They were on a ventilation grille in the street, probably taking advantage of the hot updrafts from passing métro trains below or some sort of radiated warmth from underground cables. The sun was shining and the street was full of people, all talking and laughing. Nobody was paying the slightest bit of attention to the full set of underwear that somebody had left to dry outside of the Bains Douches. Pants, socks and vest, worn and discoloured with use, were stretched out and gently steaming, right in the middle of the footpath. I wondered who they belonged to as I carefully stepped around them. Whose dignified Sunday ritual was this? A visit to the public baths and a small bit of laundry probably equated to a grasp at retaining a sense of being human to someone, a soul adrift somewhere, on the streets or in a bedsit, but still a part of this city. Paris still has quite a few public baths and this one, in the warren of streets between the Jardin de Plantes and the Rue Mouffetard, was clearly busy. It is easy to take something as basic as private washing facilities for granted, but for so many the practice of cleansing oneself was clearly not straightforward or something that could be easily accomplished in the home. What brought them to this place? What were their stories?

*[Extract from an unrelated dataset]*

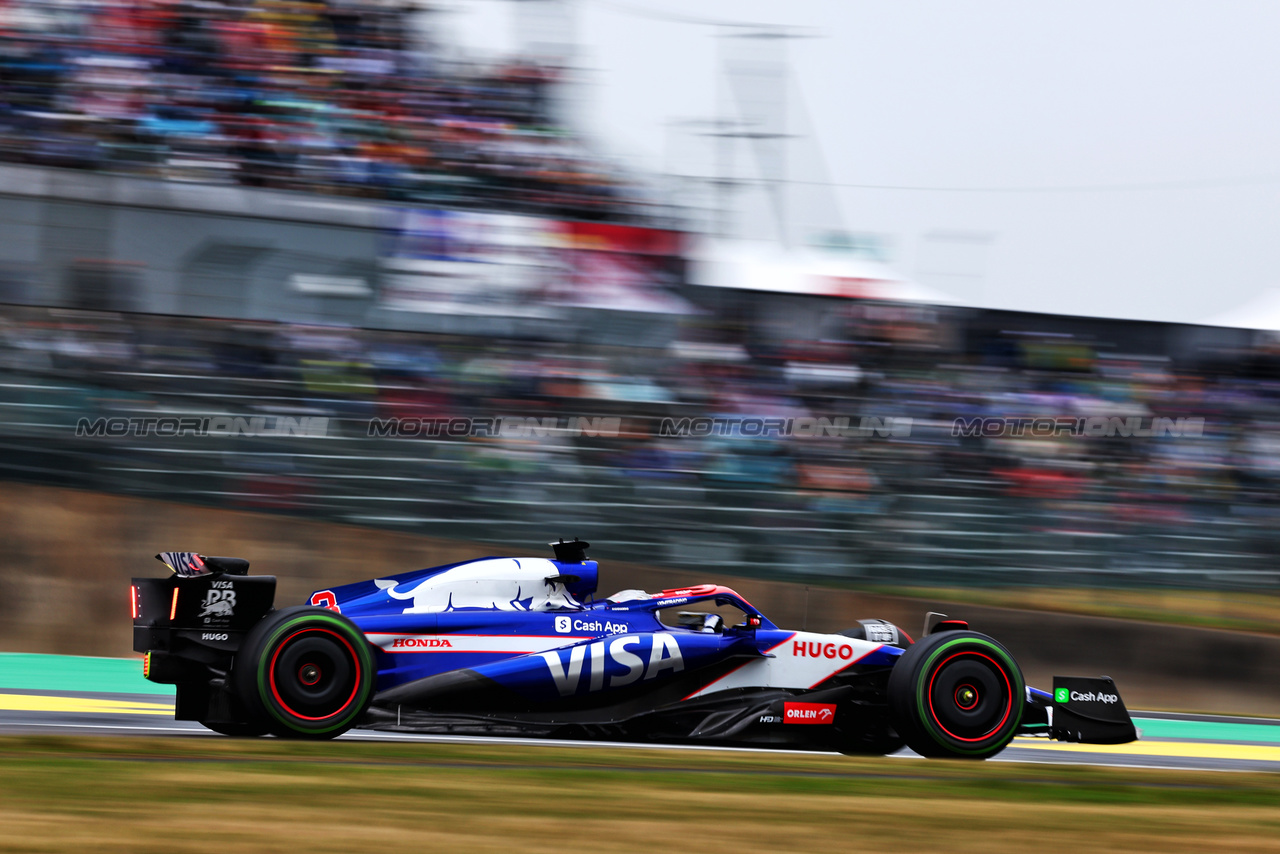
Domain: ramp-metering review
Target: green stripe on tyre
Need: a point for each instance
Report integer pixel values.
(1011, 667)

You don't need to absorb yourself in Parisian life for very long to see the characters of the city emerging all around you. A short time spent on the terrace of a street café, walking in the park or even gazing out across the zinc rooftops from your apartment window reveals little aspects of the lives of others to you, things that make you wonder. I hadn't been here long when I noticed the elderly gentlemen across the courtyard opening his windows and with great effort lifting his leg up onto the bottom of the frame. Was he going to jump? I was a little concerned. Thankfully it turned out that all he wanted to do was cut his toenails. Laboriously he applied the clippers, and with each audible snip a tiny remnant of nail floated down onto the cobbles below. A small pile must have built up, just in front of the big blue gate through which mopeds, bikes, cars and people passed without thinking throughout the day and night. It must have built up and been blown away into the ether by the breeze, the old man's very personal contribution to the detritus on the city streets. Why did he choose to cut his toenails this way, such an odd and clearly difficult thing to do? What was so wrong with his clippings that he could not bear to have them in his flat? What was so right with them that he wanted to share them with the world? All questions that will never be answered, but an eccentricity observed, noted and pondered nonetheless.

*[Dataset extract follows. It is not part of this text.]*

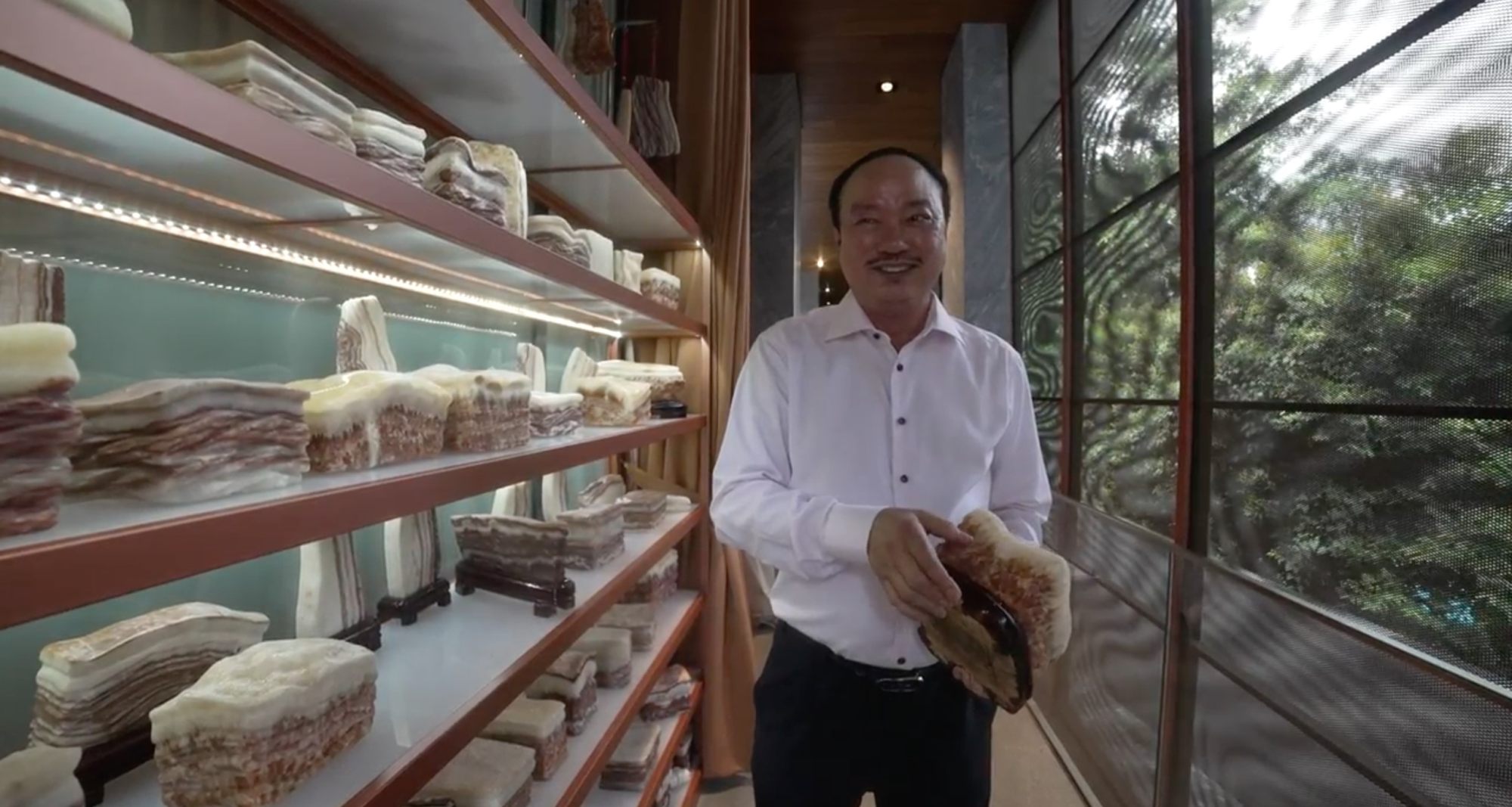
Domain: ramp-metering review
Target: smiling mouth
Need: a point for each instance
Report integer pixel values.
(894, 266)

In search of something typically and classically French to read, I stumbled upon the short stories of Guy de Maupassant. He was an acute observer of people and one to whom the characters of Paris and beyond were a subject of fascination. He drew me in by mentioning places that I know – a tortured individual in one story wandered from the Madeleine to the Faubourg Poissonierie and I recognised those streets, imagining the places where he might have stopped and taken shelter as the rain fell, the poor man being too scared of an imagined spectre to return home. I kept on reading because the characters were so well drawn that I could see parallels with the individuals who have crossed my path in the Paris and France that I have come to know. Quite often, though, Maupassant writes about unpleasant people who do unpleasant things. He does not shy away from the seedier side of life, which lends his work a sense of honesty and realism. The stories are peppered with bored, rich wives who use their idle hours to take lovers or make unreasonable demands on their long-suffering husbands, but also with maids and farm girls who unfortunately find themselves “in the family way” and circus performers living brutal lives amongst the sawdust. He writes about lonely people who are unhappy, about people on long train journeys, about prostitutes, street urchins and soldiers. It is just a short step from these people, created with a few lines of prose all those years ago, to the people living out their lives in Paris today. If you look around you it is obvious that their descendants are still out there, living out their own stories in this more modern world. The problems and peccadilloes that Maupassant wrote about are still there, too.
I walk around this city and see a million characters, perhaps in search of an author but more likely just content to tell their own stories by living them everyday. I reckon that Maupassant probably took a room in Paris and walked out every day, seeing the same people, starting to become familiar with certain faces, with particular ways of being, and wove stories around the framework of city life that was existing all around him. A cast for his tales was always there before his eyes. He just had to answer the questions that every observer of city life asks, similar questions undoubtedly to the ones that I ask everyday. Who is the blind lady with the dog who plants herself outside churches or in busy thoroughfares, singing along loudly to Edith Piaf songs, hoping that somebody will give her a few coins? Why does that cyclist ride down my street in the evening, attempting to clear the traffic ahead of him by bleating like a goat? Does the “poete publique” with his portable typewriter, sitting outside the Pompidou Centre, ever write anything that gets published? Does anyone ever commission any work from him at all? From the weather beaten accordionist on the quayside to the kids who hang around outside Notre Dame breakdancing on a Friday night, from the security guards struggling to keep warm outside the Hotel de Ville to the owner of those pants left out to dry on the street, I can't help but think about who they are and why they do what they do. What paths led them to this amazing place, to be here and just be living out their lives? Of course I shall never know, not really, but I shall spend many an hour trying to guess.